Sie fangen auch den Moment ein, in dem Giulia darüber nachdenkt, was als Nächstes kommt. Sie ist es leid, unschuldige Mädchen zu spielen.

LK: Das ist einer der Gründe, warum ich diese Geschichte erzählen wollte. Giulia ist eine seltene Art von Künstlerin, denn sie geht wahrhaftig auf den emotionalen Aspekt ihrer Darstellungen ein. Als ich gedreht habe, gab es keine große Vielfalt an Rollen für sie: Romeo und Julia, Der Nussknacker usw. Es war sehr berührend, als sie die britische Choreografin Cathy Marston kennenlernte, die sich für Geschichten interessiert, die sich eben gerade nicht um kleine Mädchen drehen, die zu Frauen werden. Sie ist an anderen Geschichten interessiert: „Mrs. Robinson“, „Der Cellist“. Wenn die beiden sich treffen, ist das eine Offenbarung. Diese Begegnung scheint zu bedeuten, dass es Zeit für eine Revolution im Ballett ist. Ich würde mir wünschen, dass sich die Art und Weise, wie Frauenfiguren dargestellt werden, ändert. Ich verstehe, dass sie zu einer bestimmten Zeit geschrieben wurden, aber wir haben nicht so viel Fortschritt gesehen. Es ist an der Zeit, dass sich etwas ändert, und ich denke, dass die Choreografinnen die treibende Kraft sein werden.

Waren die Protagonist*innen Ihnen gegenüber nicht misstrauisch?

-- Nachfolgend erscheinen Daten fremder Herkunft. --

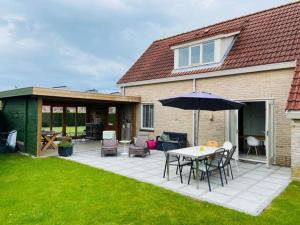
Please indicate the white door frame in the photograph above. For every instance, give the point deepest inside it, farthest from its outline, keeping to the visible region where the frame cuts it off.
(269, 128)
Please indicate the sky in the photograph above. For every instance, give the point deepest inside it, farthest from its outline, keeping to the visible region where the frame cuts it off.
(90, 44)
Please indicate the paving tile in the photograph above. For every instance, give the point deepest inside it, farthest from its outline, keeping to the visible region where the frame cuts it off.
(250, 191)
(192, 190)
(227, 191)
(253, 197)
(262, 191)
(155, 180)
(273, 186)
(277, 181)
(246, 180)
(215, 197)
(238, 185)
(253, 176)
(173, 185)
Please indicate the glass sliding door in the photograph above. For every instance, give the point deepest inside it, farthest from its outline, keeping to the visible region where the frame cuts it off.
(231, 131)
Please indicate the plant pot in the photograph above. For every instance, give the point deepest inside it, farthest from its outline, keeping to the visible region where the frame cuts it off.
(65, 151)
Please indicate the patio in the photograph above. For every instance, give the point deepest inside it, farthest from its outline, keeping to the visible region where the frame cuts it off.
(252, 190)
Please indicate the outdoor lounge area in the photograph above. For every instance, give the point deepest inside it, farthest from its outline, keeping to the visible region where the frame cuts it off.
(251, 191)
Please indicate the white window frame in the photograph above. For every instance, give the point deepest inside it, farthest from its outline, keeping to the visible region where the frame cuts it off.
(176, 63)
(201, 59)
(142, 117)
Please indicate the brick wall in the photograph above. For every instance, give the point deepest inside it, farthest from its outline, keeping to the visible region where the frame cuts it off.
(271, 84)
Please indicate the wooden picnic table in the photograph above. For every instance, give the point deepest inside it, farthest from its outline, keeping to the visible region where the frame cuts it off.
(48, 140)
(194, 153)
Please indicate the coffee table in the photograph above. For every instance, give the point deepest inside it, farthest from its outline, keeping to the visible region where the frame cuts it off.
(125, 143)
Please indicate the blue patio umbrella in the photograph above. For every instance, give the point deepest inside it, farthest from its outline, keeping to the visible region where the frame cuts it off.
(201, 101)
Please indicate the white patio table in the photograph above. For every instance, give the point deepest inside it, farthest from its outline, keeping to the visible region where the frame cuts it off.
(194, 153)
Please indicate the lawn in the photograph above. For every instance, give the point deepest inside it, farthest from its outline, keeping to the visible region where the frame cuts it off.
(57, 191)
(69, 129)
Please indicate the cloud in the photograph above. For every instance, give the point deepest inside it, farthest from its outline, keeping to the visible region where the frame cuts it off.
(87, 44)
(90, 65)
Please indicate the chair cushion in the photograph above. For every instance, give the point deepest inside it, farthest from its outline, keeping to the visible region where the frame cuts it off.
(133, 147)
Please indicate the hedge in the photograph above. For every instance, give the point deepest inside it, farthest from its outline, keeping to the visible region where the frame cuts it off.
(57, 119)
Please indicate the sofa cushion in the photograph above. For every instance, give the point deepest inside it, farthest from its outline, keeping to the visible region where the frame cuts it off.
(164, 137)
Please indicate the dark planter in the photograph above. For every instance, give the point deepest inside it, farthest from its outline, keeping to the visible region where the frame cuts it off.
(65, 151)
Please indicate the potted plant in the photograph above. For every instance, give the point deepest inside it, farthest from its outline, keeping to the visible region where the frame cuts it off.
(65, 148)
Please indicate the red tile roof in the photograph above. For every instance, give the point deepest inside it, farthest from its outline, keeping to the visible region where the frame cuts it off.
(270, 36)
(294, 97)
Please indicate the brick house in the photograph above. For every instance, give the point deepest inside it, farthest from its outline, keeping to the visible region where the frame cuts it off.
(252, 59)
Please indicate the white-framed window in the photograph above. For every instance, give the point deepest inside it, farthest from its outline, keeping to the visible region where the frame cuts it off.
(147, 116)
(196, 55)
(184, 57)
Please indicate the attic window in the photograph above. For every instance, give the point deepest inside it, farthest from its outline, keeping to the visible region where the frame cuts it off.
(197, 55)
(202, 53)
(208, 52)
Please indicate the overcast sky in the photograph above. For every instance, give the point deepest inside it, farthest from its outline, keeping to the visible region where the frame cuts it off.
(86, 44)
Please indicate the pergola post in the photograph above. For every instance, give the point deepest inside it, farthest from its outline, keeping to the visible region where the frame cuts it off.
(39, 125)
(76, 112)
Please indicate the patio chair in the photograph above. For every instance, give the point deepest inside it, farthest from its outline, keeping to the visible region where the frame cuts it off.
(109, 135)
(228, 147)
(109, 147)
(210, 164)
(174, 160)
(253, 143)
(139, 147)
(228, 158)
(10, 143)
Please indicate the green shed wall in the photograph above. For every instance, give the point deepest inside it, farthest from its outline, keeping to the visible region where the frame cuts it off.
(21, 114)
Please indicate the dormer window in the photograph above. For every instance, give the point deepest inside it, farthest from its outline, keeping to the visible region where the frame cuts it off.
(202, 53)
(184, 57)
(208, 52)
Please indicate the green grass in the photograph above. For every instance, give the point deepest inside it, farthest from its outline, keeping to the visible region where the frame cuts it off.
(69, 129)
(57, 191)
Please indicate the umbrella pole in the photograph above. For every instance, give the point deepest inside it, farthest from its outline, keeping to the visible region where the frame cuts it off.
(196, 120)
(197, 127)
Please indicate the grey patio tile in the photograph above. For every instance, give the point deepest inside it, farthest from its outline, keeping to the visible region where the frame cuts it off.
(251, 190)
(277, 181)
(253, 197)
(262, 191)
(172, 185)
(265, 184)
(245, 205)
(236, 184)
(253, 176)
(155, 180)
(216, 197)
(280, 176)
(192, 191)
(260, 173)
(246, 180)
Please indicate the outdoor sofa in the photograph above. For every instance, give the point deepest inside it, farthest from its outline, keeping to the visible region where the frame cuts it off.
(178, 139)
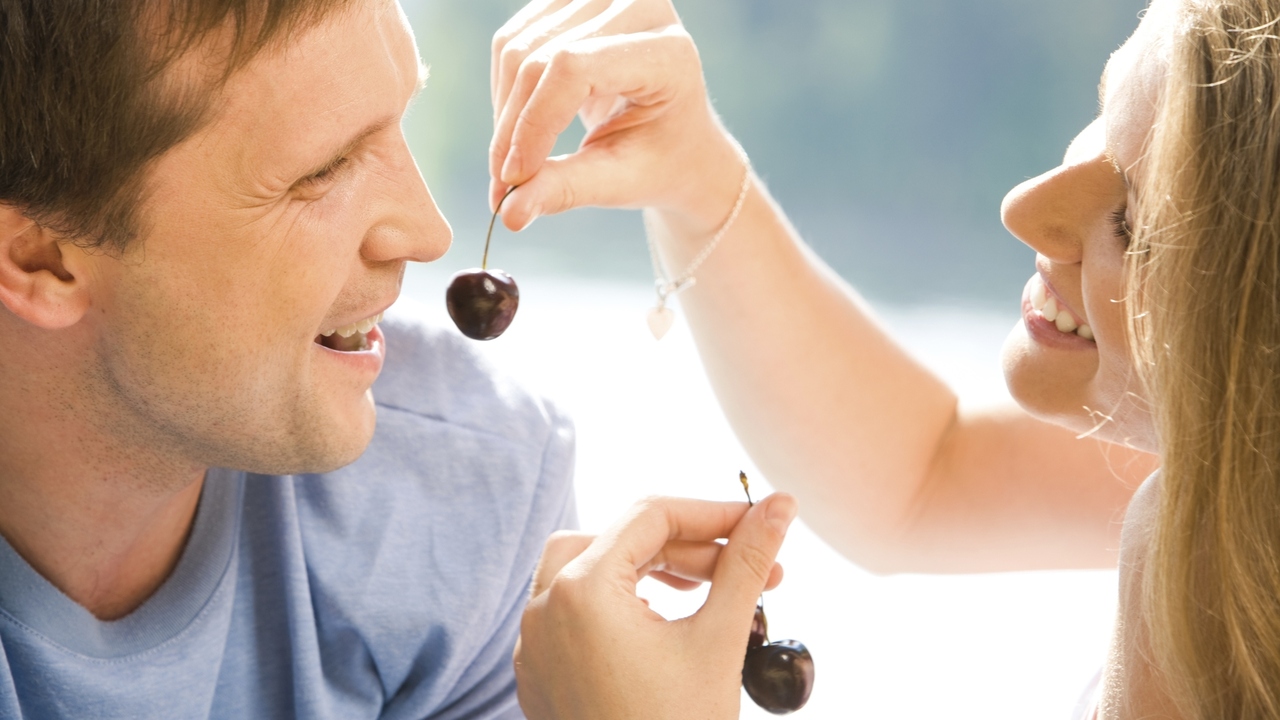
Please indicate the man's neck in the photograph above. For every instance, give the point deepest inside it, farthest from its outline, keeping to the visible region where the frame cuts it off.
(101, 514)
(105, 548)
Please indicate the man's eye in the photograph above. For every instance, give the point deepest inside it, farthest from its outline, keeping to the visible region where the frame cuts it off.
(325, 174)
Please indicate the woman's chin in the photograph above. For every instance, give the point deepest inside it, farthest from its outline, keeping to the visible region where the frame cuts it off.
(1047, 387)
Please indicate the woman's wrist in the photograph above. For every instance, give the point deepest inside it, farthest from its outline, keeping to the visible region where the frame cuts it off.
(700, 205)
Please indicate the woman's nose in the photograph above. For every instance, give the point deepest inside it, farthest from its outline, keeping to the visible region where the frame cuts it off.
(1056, 212)
(410, 226)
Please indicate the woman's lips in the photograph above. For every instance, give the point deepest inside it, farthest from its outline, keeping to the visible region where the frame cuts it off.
(1050, 320)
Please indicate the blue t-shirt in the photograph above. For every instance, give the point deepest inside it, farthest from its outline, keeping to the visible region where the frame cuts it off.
(391, 588)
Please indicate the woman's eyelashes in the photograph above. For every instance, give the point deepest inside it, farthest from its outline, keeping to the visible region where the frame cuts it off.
(1120, 224)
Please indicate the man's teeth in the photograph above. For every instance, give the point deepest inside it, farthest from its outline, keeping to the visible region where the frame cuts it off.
(361, 327)
(1046, 305)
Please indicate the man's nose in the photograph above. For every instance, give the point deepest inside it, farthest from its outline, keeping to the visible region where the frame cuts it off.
(408, 224)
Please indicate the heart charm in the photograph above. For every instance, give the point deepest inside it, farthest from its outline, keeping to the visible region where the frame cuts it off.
(661, 320)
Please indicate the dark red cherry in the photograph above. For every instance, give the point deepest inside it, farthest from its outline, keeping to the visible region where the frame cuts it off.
(481, 302)
(778, 675)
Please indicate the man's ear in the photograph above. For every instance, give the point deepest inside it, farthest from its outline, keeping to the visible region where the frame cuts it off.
(40, 282)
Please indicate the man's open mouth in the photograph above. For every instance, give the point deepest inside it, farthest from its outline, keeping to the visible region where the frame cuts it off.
(350, 338)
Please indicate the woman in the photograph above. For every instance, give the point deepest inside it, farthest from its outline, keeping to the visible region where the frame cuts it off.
(1150, 337)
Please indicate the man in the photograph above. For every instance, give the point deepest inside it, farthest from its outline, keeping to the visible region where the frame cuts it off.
(205, 209)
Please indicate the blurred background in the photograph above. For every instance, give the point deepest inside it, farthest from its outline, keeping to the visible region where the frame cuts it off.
(890, 131)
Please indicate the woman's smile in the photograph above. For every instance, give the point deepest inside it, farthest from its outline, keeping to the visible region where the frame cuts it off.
(1050, 320)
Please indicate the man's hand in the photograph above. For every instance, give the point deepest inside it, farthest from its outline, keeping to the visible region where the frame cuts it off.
(632, 73)
(592, 648)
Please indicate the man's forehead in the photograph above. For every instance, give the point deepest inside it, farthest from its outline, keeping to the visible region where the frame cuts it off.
(327, 87)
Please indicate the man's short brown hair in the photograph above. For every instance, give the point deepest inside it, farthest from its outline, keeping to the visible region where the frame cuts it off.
(87, 100)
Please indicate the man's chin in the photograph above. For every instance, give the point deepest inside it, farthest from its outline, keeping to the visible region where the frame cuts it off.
(319, 450)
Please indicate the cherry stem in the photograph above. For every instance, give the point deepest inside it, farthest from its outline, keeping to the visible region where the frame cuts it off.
(746, 488)
(484, 261)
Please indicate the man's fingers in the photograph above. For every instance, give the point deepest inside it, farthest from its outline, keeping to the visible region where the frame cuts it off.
(673, 580)
(746, 564)
(631, 545)
(561, 548)
(694, 563)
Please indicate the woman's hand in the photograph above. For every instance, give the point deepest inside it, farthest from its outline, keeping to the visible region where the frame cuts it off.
(632, 73)
(592, 648)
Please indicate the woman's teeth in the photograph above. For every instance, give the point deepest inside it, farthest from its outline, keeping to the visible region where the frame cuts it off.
(1047, 306)
(361, 327)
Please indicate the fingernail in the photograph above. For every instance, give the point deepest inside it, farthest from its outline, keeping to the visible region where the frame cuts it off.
(511, 168)
(781, 513)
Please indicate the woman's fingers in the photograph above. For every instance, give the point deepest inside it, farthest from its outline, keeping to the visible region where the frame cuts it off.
(745, 565)
(560, 550)
(513, 44)
(631, 74)
(562, 22)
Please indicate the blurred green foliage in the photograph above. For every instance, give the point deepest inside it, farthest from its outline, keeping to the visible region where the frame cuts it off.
(890, 130)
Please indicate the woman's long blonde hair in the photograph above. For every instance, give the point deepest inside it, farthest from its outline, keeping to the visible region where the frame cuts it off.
(1205, 299)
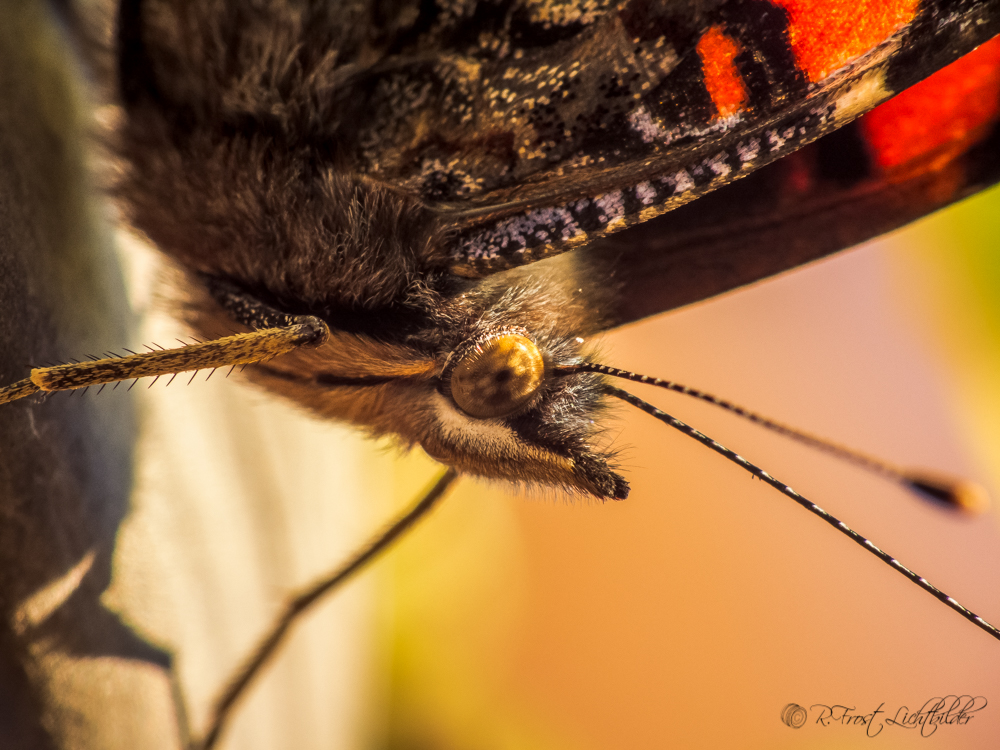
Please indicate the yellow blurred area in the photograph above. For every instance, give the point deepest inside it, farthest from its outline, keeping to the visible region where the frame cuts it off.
(693, 613)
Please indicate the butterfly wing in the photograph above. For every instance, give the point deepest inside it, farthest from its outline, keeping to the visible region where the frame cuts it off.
(535, 128)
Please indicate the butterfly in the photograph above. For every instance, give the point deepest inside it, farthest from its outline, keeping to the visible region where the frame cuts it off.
(463, 156)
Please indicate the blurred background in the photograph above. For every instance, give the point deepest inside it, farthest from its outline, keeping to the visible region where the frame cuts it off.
(691, 614)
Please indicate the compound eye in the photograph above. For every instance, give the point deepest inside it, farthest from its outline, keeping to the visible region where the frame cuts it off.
(498, 376)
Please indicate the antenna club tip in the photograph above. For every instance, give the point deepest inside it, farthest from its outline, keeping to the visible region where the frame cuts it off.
(959, 494)
(972, 497)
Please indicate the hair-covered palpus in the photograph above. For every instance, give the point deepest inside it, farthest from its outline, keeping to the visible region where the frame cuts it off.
(412, 219)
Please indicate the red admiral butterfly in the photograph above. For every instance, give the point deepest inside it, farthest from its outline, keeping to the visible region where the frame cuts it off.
(387, 194)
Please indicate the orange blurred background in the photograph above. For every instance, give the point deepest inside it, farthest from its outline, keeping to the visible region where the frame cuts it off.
(691, 614)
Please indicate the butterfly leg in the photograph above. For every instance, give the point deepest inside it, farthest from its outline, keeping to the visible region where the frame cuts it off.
(240, 349)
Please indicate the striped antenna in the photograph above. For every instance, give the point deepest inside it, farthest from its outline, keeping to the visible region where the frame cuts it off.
(951, 492)
(756, 471)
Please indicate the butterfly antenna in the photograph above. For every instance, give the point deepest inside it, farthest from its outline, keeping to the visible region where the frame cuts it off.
(784, 489)
(305, 599)
(950, 492)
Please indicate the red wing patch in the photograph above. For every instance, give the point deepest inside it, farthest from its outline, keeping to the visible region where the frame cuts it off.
(722, 80)
(827, 34)
(942, 113)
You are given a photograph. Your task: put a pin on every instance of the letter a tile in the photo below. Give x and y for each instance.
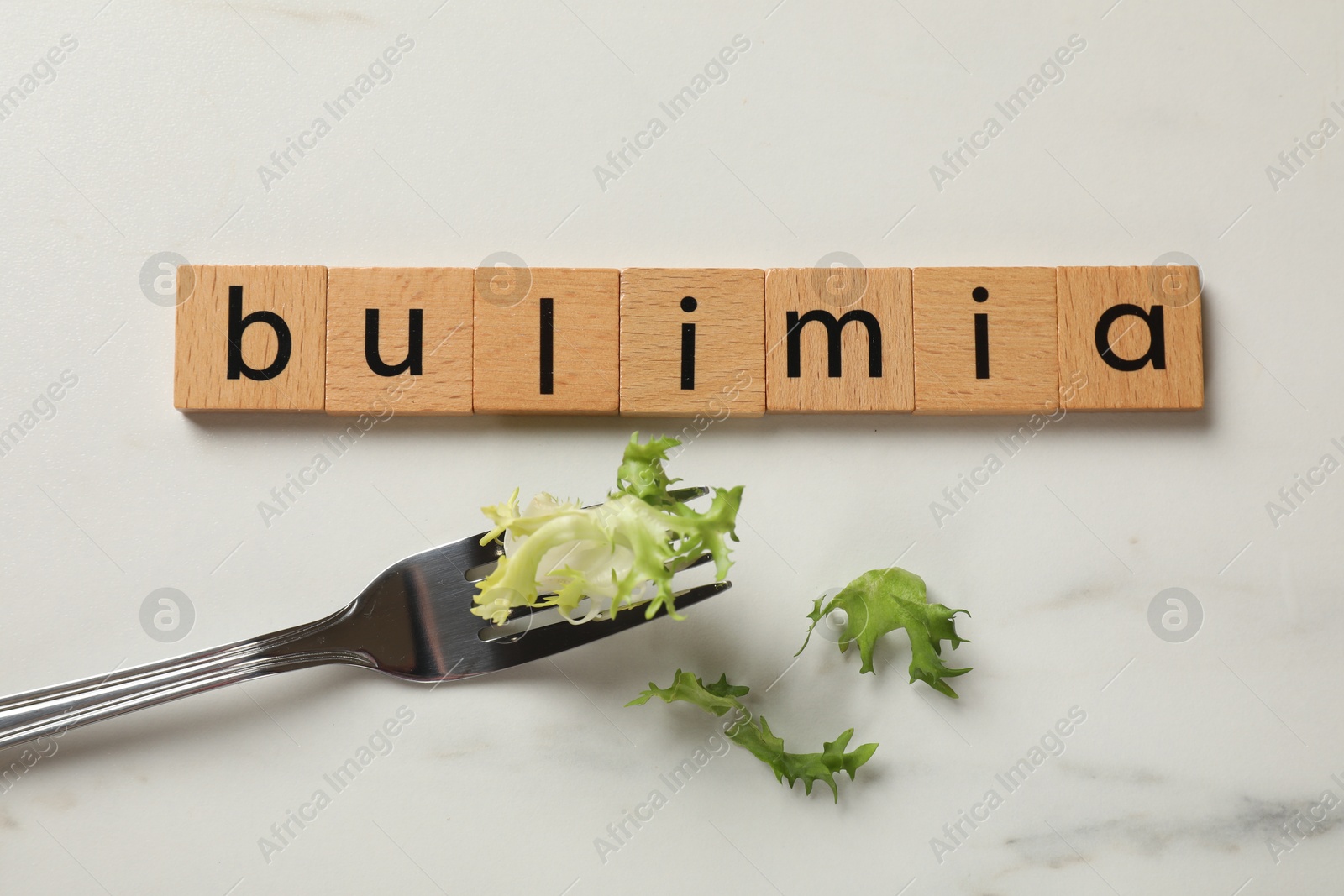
(1129, 338)
(250, 338)
(837, 340)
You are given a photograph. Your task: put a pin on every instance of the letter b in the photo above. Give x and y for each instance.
(239, 324)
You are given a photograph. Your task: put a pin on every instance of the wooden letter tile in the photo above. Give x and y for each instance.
(839, 340)
(1129, 338)
(548, 340)
(400, 338)
(692, 342)
(250, 338)
(985, 340)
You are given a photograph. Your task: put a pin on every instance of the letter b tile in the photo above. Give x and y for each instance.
(250, 338)
(839, 340)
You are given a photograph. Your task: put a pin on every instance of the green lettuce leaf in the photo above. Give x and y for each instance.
(721, 699)
(618, 553)
(882, 600)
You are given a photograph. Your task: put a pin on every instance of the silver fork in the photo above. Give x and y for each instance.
(413, 622)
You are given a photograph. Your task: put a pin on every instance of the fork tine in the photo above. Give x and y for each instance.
(555, 638)
(687, 493)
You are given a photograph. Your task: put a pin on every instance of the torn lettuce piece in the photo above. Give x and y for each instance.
(721, 699)
(882, 600)
(618, 553)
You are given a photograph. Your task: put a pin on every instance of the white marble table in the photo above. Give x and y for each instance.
(1184, 758)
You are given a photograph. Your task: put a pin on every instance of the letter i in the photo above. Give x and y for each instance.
(689, 345)
(981, 295)
(548, 354)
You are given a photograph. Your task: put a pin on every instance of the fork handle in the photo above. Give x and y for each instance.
(53, 711)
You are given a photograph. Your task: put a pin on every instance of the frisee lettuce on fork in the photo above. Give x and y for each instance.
(616, 553)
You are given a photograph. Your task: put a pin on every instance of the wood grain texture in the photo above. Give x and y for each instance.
(1023, 356)
(729, 338)
(1085, 296)
(201, 365)
(842, 296)
(443, 297)
(581, 311)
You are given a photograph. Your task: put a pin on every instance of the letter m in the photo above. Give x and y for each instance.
(833, 332)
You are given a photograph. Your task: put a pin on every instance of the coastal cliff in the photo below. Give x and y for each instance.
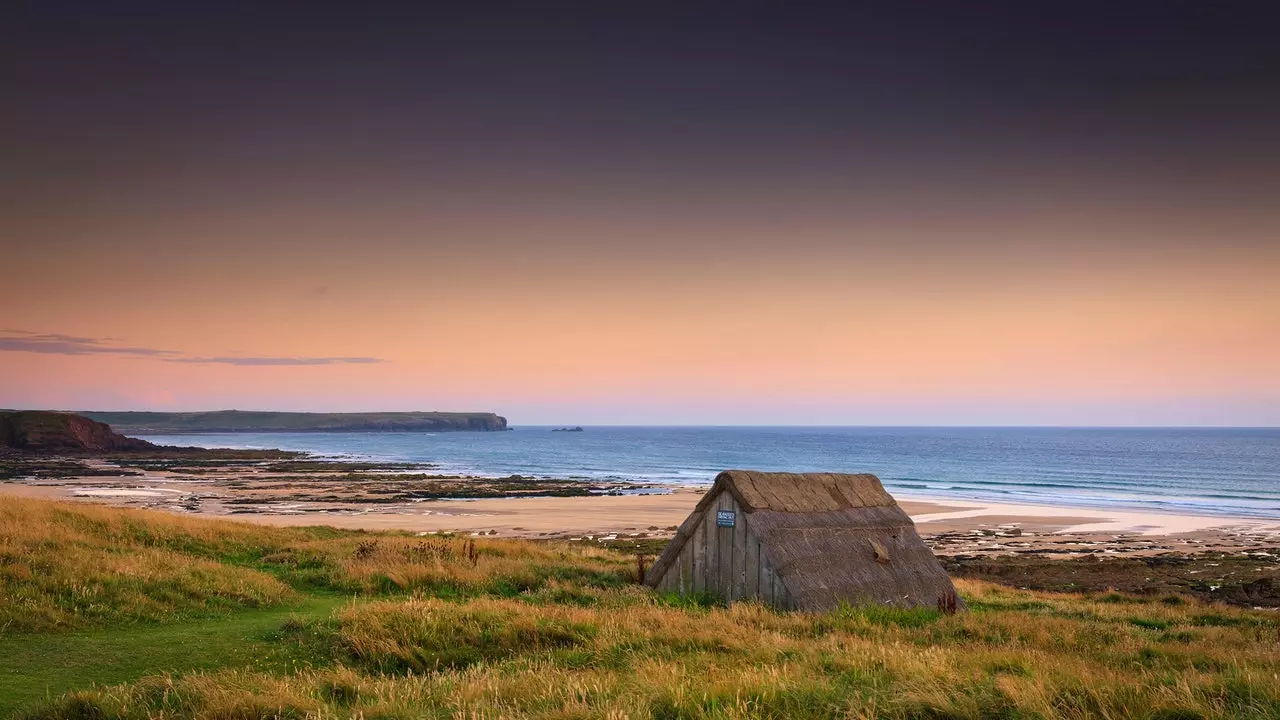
(260, 422)
(37, 431)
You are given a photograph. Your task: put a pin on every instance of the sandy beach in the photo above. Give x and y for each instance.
(950, 525)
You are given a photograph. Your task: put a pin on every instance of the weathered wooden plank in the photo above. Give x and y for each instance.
(766, 577)
(740, 537)
(712, 541)
(725, 540)
(686, 569)
(699, 545)
(752, 564)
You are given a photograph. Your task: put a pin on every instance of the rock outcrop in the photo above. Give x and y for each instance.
(39, 431)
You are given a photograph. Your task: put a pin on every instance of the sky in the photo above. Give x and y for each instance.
(686, 213)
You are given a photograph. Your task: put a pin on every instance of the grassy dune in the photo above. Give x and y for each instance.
(515, 629)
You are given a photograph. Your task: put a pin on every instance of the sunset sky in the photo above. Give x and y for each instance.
(946, 213)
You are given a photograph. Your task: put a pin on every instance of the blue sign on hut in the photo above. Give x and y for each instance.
(808, 541)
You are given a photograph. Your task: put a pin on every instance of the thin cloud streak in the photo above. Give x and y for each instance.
(58, 343)
(280, 360)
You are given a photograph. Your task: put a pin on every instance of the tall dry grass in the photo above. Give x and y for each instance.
(629, 654)
(71, 565)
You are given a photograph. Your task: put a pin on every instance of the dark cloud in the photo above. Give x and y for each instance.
(58, 343)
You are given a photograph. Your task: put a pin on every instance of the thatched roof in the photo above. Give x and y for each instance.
(831, 538)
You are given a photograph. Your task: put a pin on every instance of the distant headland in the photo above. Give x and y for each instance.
(41, 432)
(265, 422)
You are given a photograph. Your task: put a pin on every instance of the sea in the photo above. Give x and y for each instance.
(1196, 470)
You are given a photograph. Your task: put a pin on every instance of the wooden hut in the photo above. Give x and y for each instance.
(801, 542)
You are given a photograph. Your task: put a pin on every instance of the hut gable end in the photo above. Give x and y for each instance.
(801, 541)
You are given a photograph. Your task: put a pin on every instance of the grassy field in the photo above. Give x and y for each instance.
(128, 614)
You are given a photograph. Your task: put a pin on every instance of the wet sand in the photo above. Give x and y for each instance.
(397, 497)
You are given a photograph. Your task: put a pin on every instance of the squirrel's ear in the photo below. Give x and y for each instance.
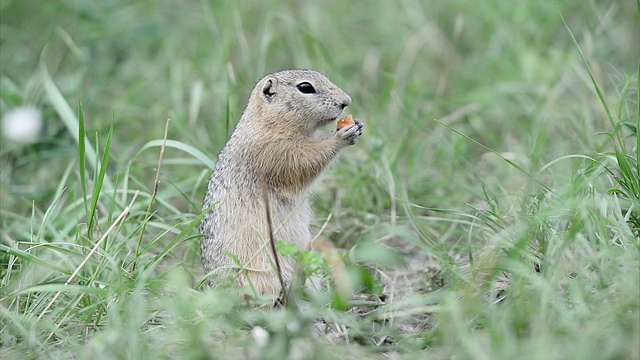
(269, 89)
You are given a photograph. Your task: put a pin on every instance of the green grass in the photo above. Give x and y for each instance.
(491, 210)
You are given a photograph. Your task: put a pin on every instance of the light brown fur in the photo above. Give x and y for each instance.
(276, 138)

LK: Ich glaube, das Vertrauen kam dadurch zustande, dass sie wussten, dass ich Tänzerin bin. Ich war nicht auf die üblichen Klischees aus, ich war nicht auf Drama aus, ich habe nicht darauf geachtet, was sie essen. Ich wollte zeigen, dass es ein echter Job ist: Man hat Terminprobleme und muss sich mit seinen Kolleg*innen auseinandersetzen. Wenn man einen Dokumentarfilm dreht, ist jeder Tag anders. Man ist ständig damit beschäftigt, Konflikte zu lösen und zu kommunizieren. Man entwickelt dieses übermenschliche Einfühlungsvermögen. Einmal wollte ich Giulia in ihrem Haus zeigen, etwas Einfaches. Ich kam an und sie weinte. Du weißt nie, was dich erwartet! Aber am Ende wurde dies eine der stärksten Szenen im Film.